Expected Council Action
In June, the Council expects to receive the monthly briefings on political and humanitarian developments in Syria and on the use of chemical weapons.
Key Recent Developments
May was marked by the Syrian government’s consolidation of territory. After taking over the rebel-held area of Eastern Ghouta near Damascus, the government has persisted in its military offensive and has displaced populations through so-called “reconciliation agreements” that provide for the evacuation of fighters and civilians to rebel-held territory, such as Idlib and the Aleppo countryside. Subsequent evacuations have taken place in the eastern Qalamoun area, southern Damascus and northern Homs.
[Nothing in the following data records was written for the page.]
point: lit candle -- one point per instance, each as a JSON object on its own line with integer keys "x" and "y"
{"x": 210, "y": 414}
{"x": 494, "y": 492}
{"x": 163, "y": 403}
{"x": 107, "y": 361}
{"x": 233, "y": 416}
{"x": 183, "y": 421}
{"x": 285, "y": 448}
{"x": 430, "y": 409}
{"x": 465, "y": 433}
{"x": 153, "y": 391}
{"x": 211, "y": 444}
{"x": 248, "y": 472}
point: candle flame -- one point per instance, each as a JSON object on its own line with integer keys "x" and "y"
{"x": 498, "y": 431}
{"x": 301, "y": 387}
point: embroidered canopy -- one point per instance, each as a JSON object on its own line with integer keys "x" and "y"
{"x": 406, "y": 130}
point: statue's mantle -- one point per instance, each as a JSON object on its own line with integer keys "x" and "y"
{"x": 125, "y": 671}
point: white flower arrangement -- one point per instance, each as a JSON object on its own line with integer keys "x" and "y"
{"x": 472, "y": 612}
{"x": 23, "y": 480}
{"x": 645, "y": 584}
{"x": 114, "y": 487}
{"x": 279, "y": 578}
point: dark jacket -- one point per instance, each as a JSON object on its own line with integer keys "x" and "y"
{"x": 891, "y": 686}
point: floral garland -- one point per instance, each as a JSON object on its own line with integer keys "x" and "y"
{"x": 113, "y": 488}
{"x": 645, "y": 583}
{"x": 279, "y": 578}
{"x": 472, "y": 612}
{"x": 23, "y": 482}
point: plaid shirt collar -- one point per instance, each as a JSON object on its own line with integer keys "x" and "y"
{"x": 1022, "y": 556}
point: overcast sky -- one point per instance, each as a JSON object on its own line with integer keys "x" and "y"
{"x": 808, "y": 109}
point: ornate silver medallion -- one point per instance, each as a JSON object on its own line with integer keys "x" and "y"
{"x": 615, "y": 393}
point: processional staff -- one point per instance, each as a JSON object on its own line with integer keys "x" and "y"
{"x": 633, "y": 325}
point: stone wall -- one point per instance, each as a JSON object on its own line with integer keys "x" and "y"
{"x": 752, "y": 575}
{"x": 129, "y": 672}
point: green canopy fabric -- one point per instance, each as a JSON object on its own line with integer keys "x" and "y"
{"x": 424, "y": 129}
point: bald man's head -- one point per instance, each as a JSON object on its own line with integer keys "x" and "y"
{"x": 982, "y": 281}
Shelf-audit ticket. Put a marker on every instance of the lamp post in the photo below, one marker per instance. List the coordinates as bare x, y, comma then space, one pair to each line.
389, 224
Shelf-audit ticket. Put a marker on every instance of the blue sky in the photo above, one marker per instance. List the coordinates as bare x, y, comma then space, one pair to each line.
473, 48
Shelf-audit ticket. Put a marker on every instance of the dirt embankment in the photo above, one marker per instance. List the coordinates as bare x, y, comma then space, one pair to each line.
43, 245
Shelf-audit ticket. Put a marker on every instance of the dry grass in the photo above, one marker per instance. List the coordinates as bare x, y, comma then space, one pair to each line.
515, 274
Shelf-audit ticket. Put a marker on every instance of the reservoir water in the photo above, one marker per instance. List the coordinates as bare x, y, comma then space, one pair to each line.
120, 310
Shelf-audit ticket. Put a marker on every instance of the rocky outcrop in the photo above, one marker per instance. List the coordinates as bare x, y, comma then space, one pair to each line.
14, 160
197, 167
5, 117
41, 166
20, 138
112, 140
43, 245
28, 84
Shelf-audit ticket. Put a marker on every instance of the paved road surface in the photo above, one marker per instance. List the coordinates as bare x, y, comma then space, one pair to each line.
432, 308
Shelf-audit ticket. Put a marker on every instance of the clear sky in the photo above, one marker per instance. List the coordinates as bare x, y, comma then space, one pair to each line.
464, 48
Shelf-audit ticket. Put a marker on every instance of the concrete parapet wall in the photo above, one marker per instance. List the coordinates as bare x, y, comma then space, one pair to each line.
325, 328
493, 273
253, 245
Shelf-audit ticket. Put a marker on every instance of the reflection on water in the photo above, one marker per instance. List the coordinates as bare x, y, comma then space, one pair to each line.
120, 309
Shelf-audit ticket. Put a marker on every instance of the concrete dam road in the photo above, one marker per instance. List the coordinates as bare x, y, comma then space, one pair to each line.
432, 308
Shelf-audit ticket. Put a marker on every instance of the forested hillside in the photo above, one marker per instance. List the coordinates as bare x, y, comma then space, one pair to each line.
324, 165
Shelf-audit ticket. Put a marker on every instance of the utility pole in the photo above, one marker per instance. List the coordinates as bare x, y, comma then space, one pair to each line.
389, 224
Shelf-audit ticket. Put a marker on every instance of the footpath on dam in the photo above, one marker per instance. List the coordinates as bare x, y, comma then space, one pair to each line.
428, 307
Some of the areas targeted by the government were part of the de-escalation zones established by the Astana process. Even though delegations of the government and the opposition participated in a 14-15 May meeting in Astana convened by Iran, Russia and Turkey, violence in strategic locations continued, showing the limitations of these efforts. The situation of abductees, detainees and missing persons was discussed in Astana as a confidence-building measure, and a working group was established to address this issue, with little progress so far. Turkey is planning to hold another meeting of the working group in June.
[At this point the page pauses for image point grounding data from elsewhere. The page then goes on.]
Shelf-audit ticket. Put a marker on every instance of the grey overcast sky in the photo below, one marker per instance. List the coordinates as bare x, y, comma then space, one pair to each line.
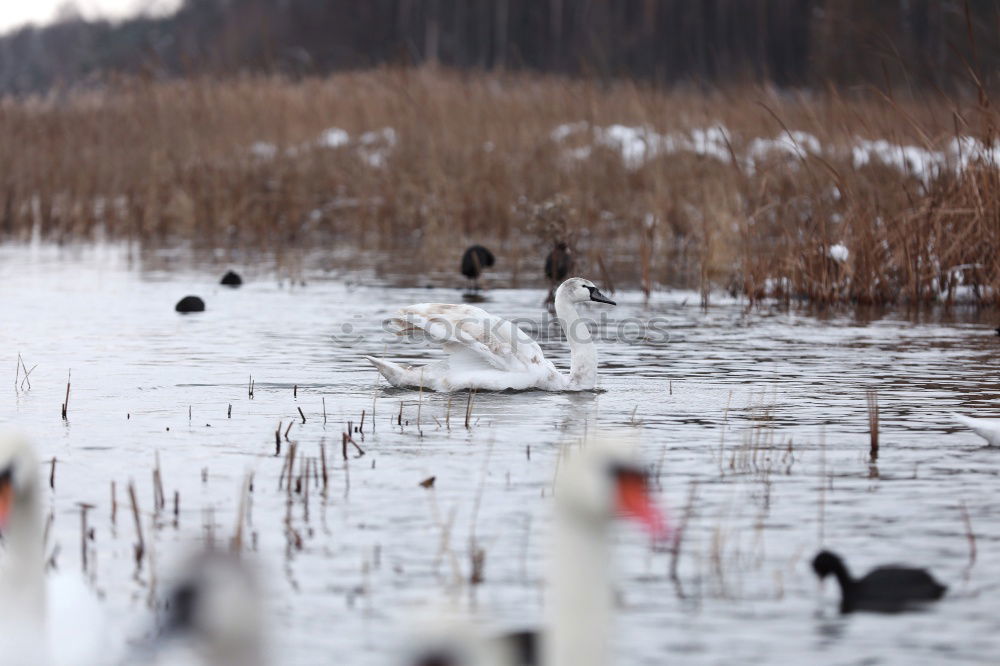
15, 13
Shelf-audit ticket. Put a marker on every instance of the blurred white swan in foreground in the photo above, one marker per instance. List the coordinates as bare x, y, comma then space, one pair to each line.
54, 619
988, 429
601, 481
214, 616
491, 353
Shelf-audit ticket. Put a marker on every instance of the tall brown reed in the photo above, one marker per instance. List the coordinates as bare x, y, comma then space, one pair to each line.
236, 164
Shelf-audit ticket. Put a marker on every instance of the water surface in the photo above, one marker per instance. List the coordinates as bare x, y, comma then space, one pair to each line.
759, 416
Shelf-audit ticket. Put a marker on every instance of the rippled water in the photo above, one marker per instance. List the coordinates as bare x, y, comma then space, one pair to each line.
759, 416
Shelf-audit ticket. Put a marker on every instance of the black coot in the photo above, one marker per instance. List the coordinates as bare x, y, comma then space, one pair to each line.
888, 589
475, 259
190, 304
231, 279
The political process continues to fail to gain traction. Briefing Council members on 16 May, Special Envoy Staffan de Mistura updated them on his consultations exploring options for a meaningful re-launch of the UN-facilitated political process. He identified several common positions among the different stakeholders, including on the need to de-escalate; forming a constitutional committee under UN auspices; establishing a safe, calm and neutral environment; and respecting Syria’s sovereignty, territorial integrity and independence. The establishment of a constitutional committee was the main outcome of a January conference hosted in Sochi by Russia, along with Iran and Turkey, but the Syrian government has repeatedly questioned the committee’s legitimacy. At the Sochi meeting, it was agreed that the UN would help in forming a constitutional committee, including defining its mandate and terms of reference, powers, rules of procedure, and selection criteria for its composition.
In briefings to the Council, de Mistura has repeatedly raised concerns regarding the Syrian government’s lack of engagement in the political process and called on those with influence on the parties to exert it in support of a political settlement.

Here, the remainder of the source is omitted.